Глава четвертая

Варшава, 1 сентября 1939 года

Перед самым рассветом Антонина проснулась от далекого треска гравия, который катился по металлическому желобу, – ее мозг довольно быстро определил в этом звуке гул самолетов. «Пусть это будут учения польской авиации», – взмолилась она, выходя на террасу и вглядываясь в странное, лишенное солнца небо, подернутое дымкой, растянувшейся вдоль всего горизонта, от края и до края. Такой дымки Антонина никогда прежде не видела – не облака, а густая, золотисто-белая, сияющая завеса, низко стелившаяся над землей, не дым и не туман. Ветеран Первой мировой войны и офицер запаса, Ян провел ночь на дежурстве, но она не знала, где именно, знала только, что «где-то за пределами зоопарка», в каньонах города за мысленным рвом Вислы.

Она слышала «гудение самолетов, десятков, может, даже сотен», которое походило на «звук далекого морского прибоя, не спокойного, а такого, когда волны разбиваются о берег во время шторма». Послушав еще мгновение, она различила характерный неровный свист немецких бомб – позже, когда война шла полным ходом, лондонцы клялись, что эти бомбы при падении рычали: «Где вы там? Где вы там? Где вы там?»

Ян вернулся домой в восемь утра сильно взволнованный и смог рассказать лишь отрывочные новости. «Это вовсе не учебные маневры, о которых нам говорили, – сказал он. – Это бомбардировщики, эскадрильи люфтваффе, которые сопровождают наступающую немецкую армию.
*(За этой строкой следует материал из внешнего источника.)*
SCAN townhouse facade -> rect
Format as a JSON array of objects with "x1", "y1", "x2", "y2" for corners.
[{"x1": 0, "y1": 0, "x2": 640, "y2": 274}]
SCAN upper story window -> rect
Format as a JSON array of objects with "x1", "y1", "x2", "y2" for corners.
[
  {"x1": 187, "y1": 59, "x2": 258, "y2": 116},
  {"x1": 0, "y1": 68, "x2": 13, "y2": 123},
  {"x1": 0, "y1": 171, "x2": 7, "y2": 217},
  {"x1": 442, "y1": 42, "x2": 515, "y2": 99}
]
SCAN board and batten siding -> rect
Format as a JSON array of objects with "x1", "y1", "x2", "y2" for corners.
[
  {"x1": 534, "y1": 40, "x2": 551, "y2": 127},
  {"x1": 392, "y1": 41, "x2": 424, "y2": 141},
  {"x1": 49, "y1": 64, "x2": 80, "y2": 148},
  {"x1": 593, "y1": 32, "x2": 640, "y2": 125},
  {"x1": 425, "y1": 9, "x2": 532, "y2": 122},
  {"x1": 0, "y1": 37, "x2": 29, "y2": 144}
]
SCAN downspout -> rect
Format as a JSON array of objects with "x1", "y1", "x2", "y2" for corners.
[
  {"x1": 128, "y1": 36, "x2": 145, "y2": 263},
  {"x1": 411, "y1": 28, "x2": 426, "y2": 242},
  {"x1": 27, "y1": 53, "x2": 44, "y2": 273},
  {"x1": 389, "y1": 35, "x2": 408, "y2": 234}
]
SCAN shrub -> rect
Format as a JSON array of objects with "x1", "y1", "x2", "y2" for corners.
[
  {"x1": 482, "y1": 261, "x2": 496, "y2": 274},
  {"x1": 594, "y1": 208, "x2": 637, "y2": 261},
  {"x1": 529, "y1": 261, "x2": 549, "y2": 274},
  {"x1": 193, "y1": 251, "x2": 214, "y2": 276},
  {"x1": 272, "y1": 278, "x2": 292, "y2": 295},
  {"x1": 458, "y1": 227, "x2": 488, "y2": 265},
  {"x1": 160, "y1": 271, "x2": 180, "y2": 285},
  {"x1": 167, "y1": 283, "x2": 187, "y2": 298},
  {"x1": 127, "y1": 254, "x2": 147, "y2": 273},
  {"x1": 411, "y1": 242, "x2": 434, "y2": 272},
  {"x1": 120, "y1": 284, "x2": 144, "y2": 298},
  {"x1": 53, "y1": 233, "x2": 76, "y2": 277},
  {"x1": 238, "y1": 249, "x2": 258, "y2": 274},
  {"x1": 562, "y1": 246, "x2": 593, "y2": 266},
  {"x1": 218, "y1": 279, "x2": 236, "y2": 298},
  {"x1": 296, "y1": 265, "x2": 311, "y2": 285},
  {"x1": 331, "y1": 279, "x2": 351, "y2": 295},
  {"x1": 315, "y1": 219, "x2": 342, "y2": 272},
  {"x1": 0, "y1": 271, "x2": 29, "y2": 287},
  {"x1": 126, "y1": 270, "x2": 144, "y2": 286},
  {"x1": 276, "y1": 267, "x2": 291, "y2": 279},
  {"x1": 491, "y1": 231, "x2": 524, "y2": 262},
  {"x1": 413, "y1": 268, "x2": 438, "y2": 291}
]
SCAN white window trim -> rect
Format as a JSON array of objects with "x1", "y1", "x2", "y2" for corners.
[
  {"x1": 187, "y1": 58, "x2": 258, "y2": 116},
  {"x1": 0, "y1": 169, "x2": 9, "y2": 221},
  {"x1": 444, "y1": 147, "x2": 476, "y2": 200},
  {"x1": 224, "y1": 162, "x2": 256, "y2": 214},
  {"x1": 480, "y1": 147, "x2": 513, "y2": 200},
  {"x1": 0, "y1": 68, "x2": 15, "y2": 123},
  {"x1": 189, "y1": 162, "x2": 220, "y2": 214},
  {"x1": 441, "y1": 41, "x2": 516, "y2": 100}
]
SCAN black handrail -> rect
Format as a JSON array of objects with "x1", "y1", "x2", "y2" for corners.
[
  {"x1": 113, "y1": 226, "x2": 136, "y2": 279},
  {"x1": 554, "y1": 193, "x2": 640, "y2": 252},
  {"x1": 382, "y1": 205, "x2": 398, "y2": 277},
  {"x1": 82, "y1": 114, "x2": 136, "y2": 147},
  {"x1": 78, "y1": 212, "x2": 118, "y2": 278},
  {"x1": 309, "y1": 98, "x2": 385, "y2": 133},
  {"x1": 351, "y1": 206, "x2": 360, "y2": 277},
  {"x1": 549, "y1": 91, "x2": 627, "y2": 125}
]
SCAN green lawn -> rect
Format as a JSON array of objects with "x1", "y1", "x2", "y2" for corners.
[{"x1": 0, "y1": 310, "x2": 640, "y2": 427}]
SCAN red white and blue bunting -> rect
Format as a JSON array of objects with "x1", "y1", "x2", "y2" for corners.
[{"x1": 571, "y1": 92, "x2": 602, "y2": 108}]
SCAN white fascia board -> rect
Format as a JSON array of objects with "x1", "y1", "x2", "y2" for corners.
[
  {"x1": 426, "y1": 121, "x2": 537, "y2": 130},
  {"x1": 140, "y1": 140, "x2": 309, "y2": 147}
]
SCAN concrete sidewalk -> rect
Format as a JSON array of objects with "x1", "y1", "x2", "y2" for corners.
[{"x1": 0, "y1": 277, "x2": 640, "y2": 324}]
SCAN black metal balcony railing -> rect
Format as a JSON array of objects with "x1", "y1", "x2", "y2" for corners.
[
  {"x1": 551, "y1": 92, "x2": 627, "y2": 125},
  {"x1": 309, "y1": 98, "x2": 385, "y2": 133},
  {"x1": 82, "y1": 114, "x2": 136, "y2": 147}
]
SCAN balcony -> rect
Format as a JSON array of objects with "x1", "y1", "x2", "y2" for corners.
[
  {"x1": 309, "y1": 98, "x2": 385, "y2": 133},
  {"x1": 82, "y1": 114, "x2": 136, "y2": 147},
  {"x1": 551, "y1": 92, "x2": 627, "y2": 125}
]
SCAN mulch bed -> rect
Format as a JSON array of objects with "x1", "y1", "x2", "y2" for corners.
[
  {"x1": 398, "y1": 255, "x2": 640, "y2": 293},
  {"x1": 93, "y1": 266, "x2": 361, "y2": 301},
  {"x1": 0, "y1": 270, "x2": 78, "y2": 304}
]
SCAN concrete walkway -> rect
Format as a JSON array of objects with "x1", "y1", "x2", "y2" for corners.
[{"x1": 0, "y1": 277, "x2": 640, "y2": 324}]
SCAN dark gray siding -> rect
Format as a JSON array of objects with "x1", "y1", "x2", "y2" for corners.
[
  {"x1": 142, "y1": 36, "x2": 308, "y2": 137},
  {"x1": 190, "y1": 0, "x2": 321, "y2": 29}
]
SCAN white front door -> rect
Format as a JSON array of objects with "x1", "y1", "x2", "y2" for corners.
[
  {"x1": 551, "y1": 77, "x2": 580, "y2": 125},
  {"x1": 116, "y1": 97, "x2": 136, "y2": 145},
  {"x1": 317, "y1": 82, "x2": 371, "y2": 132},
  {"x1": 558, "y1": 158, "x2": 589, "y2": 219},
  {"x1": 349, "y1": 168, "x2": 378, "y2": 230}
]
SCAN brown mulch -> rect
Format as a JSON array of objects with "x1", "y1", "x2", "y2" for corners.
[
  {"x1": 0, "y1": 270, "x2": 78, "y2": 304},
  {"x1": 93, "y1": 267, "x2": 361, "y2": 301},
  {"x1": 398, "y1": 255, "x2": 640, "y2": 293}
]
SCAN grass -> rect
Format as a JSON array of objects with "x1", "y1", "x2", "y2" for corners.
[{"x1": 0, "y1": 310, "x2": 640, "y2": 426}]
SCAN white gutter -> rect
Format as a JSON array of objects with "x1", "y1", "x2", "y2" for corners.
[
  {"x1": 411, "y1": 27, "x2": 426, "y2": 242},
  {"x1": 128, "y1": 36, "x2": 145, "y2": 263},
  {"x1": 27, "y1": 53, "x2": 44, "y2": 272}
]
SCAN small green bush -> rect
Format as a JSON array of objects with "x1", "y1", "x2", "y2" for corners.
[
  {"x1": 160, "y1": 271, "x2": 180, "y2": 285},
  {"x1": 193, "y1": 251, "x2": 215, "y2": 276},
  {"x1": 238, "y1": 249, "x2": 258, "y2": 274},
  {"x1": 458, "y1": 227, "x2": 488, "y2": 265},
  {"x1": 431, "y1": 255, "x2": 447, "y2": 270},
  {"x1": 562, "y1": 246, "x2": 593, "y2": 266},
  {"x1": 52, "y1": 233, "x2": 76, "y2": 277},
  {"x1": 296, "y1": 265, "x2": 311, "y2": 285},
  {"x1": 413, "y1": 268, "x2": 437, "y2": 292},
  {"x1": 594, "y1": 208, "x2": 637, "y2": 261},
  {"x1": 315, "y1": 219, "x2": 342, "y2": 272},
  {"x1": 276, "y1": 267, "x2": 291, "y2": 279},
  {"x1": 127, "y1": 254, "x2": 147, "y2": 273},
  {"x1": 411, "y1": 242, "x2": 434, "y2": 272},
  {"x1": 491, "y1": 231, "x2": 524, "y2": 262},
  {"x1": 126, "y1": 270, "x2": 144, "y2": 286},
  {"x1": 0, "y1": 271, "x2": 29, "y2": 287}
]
Надо уезжать немедленно». Поскольку Рысь с нянькой был в безопасной Реентувке, они решили для начала отправиться в деревню поближе к городу, в Залесье, где жили кузены Яна, но прежде дождаться свежих новостей по радио.

Тот день был первым учебным днем для польских школьников, когда все тротуары обычно запружены детьми в школьной форме, с ранцами за плечами. Со своей террасы они повсюду видели теперь лишь польских солдат – на улицах, на газонах, даже в зоопарке, – которые поднимали заградительные аэростаты, нацеливали зенитки, складывали в кучи длинные черные снаряды, суженные с одного конца и похожие на помет какого-то животного.
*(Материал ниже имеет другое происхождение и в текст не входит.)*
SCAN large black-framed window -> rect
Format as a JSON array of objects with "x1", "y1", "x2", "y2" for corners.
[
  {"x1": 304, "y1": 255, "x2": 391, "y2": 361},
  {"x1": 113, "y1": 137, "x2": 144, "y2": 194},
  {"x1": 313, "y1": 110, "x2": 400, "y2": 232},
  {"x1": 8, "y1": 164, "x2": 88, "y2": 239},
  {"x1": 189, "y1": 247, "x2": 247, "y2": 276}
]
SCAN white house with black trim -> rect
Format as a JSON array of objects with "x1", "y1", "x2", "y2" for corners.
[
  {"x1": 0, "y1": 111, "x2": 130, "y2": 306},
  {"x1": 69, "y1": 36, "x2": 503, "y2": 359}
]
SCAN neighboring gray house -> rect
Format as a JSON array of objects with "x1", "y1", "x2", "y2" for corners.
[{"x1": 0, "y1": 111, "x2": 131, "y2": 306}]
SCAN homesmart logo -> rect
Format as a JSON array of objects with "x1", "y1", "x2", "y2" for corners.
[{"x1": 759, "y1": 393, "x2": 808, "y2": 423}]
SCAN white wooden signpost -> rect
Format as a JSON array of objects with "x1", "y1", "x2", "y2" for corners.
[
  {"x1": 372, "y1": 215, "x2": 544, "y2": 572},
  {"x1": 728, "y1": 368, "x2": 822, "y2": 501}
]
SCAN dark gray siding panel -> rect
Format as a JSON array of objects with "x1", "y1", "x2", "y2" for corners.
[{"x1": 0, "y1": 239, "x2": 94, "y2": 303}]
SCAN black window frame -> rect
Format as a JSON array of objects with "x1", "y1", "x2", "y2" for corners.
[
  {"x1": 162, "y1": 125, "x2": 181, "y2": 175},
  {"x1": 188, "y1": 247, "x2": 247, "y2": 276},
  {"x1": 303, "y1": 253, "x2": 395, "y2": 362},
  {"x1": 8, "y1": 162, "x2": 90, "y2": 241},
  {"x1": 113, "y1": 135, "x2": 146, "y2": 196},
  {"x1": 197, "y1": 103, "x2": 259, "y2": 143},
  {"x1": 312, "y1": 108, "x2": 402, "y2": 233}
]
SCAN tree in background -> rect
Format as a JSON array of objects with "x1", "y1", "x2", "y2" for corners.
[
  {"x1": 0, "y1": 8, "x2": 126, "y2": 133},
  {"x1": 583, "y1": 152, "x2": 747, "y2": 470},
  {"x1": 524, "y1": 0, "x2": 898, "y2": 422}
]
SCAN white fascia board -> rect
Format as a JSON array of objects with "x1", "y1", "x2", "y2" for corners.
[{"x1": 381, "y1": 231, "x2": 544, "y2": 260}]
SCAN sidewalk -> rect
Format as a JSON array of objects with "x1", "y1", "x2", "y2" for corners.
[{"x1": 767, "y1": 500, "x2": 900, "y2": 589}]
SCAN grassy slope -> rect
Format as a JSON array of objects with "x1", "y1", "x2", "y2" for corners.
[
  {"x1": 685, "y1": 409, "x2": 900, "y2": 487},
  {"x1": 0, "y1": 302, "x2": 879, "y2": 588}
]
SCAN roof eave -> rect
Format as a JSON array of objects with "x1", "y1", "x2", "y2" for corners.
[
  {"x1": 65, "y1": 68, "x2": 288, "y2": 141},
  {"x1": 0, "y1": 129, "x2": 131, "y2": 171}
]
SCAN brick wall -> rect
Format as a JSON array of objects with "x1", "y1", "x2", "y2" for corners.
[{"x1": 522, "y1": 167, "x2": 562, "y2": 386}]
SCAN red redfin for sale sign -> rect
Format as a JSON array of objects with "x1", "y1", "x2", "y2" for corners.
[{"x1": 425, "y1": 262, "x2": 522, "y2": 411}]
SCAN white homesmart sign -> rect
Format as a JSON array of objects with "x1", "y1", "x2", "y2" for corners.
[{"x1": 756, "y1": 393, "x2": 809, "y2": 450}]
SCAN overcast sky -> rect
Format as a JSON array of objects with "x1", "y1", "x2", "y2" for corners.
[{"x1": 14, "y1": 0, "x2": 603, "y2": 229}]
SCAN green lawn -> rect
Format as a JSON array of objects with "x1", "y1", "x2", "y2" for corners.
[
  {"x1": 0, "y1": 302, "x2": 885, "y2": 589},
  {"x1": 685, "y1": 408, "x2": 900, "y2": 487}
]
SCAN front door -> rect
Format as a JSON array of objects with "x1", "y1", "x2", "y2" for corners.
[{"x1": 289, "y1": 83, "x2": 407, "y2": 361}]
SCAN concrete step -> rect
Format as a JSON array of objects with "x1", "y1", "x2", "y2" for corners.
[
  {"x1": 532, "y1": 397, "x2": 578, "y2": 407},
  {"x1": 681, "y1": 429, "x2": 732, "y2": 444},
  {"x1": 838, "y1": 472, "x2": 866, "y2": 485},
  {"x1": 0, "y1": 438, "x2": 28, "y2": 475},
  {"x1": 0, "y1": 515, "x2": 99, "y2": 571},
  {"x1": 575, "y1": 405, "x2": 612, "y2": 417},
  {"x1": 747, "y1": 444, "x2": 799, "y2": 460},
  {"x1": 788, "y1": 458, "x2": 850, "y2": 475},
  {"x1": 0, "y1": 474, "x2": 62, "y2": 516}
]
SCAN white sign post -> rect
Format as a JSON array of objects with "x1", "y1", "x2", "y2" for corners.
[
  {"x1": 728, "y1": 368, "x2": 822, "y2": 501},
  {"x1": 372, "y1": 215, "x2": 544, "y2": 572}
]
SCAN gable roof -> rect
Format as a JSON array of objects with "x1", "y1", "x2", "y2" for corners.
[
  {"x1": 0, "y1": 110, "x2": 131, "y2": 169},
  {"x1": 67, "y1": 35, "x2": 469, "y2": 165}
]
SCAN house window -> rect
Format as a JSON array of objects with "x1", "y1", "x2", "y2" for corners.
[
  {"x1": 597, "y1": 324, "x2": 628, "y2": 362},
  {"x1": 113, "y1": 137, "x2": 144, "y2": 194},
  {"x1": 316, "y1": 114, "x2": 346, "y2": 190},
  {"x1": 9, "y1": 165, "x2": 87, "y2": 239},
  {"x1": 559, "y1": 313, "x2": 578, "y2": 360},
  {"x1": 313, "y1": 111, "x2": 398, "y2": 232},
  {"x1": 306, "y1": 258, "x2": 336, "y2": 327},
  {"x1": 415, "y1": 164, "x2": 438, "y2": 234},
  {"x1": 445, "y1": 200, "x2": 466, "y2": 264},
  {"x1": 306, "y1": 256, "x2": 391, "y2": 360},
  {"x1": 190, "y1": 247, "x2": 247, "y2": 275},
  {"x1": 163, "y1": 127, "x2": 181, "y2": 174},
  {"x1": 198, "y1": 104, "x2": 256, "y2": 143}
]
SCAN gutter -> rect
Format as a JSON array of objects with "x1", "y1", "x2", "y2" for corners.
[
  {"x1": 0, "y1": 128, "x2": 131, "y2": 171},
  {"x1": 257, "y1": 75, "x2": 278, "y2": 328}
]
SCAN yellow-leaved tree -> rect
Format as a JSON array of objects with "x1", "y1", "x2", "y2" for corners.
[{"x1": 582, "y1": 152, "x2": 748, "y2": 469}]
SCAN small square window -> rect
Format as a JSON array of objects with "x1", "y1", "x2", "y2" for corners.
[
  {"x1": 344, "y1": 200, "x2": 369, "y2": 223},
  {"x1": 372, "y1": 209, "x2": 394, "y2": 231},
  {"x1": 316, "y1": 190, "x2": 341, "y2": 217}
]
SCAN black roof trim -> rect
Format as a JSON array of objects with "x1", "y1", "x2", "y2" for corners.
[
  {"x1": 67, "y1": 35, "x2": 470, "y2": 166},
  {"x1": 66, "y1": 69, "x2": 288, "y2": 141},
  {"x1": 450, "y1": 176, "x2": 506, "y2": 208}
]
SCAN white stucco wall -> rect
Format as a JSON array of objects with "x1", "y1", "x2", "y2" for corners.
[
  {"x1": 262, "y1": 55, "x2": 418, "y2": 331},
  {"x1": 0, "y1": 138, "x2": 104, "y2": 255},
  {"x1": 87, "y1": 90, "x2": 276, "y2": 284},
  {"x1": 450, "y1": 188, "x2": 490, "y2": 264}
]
Зоопарковские животные, кажется, не ощущали опасности. Небольшие вспышки их не пугали – за много лет они привыкли к виду костров, – однако их все больше нервировал поток солдат, поскольку ранним утром они обычно видели лишь дюжину смотрителей в синей униформе, разносивших еду. Рыси принялись издавать нечто среднее между рычанием и мяуканьем, леопарды утробно ворчали, шимпанзе хныкали, медведи ревели по-ослиному, а ягуар перхал, как будто пытаясь вытолкнуть что-то застрявшее в глотке.

К девяти утра они узнали, что Гитлер, желая оправдать вторжение, устроил фальшивую атаку на немецкий приграничный город Гляйвиц, где эсэсовцы, переодетые в польскую военную форму, захватили местную радиостанцию и передали в эфир ложный призыв к нападению на Германию. Хотя иностранным корреспондентам, привезенным на место, чтобы они засвидетельствовали случившееся, предъявили в качестве доказательства польской агрессии мертвые тела узников концлагерей (одетых в польскую форму), никто из них не купился на уловку. И все же даже инсценировка не могла остаться без ответа, поэтому в четыре утра германский военный корабль «Шлезвиг-Гольштейн» разбомбил склад боеприпасов под Гданьском, и советская армия начала готовить вторжение с востока.

Антонина с Яном спешно собрались и пошли пешком через мост, в надежде добраться до Залесья на другой стороне Вислы, всего в дюжине миль на юго-восток. Когда они дошли до площади Збавичела, гул моторов сделался громче, после чего над головой проплыли самолеты, появившись в просвете между крышами домов, словно на стереооткрытке. Бомбы со свистом понеслись к земле и упали впереди, через несколько кварталов, повалил черный дым, с грохотом посыпалась лепнина и черепица, куски кирпича и пласты штукатурки.